The output of test_mul.c
shows the matrix and vector operands,
and the results from the C and SSE codes, as well as the number of cycles used
by each routine. Running in the real time queue (running as root
required) is necessary for accurate timings.

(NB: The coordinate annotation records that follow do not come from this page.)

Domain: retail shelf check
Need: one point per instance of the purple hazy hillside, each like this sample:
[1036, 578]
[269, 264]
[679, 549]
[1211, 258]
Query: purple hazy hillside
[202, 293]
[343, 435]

A sample run, with one million iterations:
qcdhome:~/version5/libraries$ su -c './test_mul 1000000' Password: 0.4+1.6i 1.7+0.9i 1.6-1.6i -0.5-1.4i 4.2-1.4i 4.2-1.4i 1.7+0.1i 0.3+0.2i -2.0-1.1i 2.0-2.0i 2.7-0.4i 2.7-0.4i -1.4+0.7i -2.0+0.1i -2.0-0.9i -1.3-0.4i 0.2+7.7i 0.2+7.7i Time per iteration: MILC: 133 SSE: 103
Pentium III | Pentium IV | Athlon MP | ||||
---|---|---|---|---|---|---|
MILC | SSE | MILC | SSE | MILC | SSE | |
mult_su3_mat_vec | 131 | 102 | 162 | 96 | 100 | 101 |
mult_adj_su3_mat_vec | 128 | 98 | 116 | 101 | 99 | 100 |
mult_su3_mat_vec_sum_4dir | 599 | 369 | 603 | 368 | 506 | 380 |
mult_adj_su3_mat_vec_4dir | 500 | 304 | 608 | 362 | 411 | 332 |
mult_adj_su3_mat_hwvec | 297 | 178 | 276 | 185 | 199 | 182 |
mult_su3_mat_hwvec | 297 | 184 | 276 | 176 | 199 | 189 |
mult_su3_nn | 421 | 257 | 399 | 251 | 405 | 270 |
mult_su3_na | 400 | 255 | 386 | 253 | 414 | 270 |
scalar_mult_add_su3_matrix | 142 | 64 | 152 | 74 | 139 | 57 |
su3_projector | 222 | 107 | 234 | 102 | 258 | 99 |
To convert the results in this tables to MFlop ratings, multiply the number of
operations by the CPU clock speed and divide by the listed cycle count. For
example, an SU3 matrix-matrix multiply requires 108 multiplies and 90 adds.
On a 1.4 GHz Pentium 4 processor, the MFlops for the mult_su3_nn
routine are:
(108 + 90 Flop) * (1400 Mcycles/sec) / 251 = 1104 MFlop/sec
Using GCC Instead of NASM
One disadvantage of using NASM for SSE routines is that writing inline
functions is not possible. Recent versions of the GNU binutils
(2.11.2) and gcc (2.95.3) packages allow use of inlined SSE code.
For detailed examples, see Martin Luescher's
code and
SSE-HOWTO document. Look at a sample of his
macros in sse.h to get the flavor of inlining
assembler in GCC.
New: See the inline version discussion
for information about a NASM-to-inline-gcc converter.
Kernel Requirements
The operating system needs to be aware of the SSE/SSE2 register stack, since
when switching processes this stack is part of a given program's context. In
the stable Linux kernels, only the 2.4.x series
support SSE/SSE2 by default. For earlier kernels, you'll have to apply a
patch. For 2.2.18, we've used Andrea Arcangeli's
PIII-7 patch, available from ftp.kernel.org.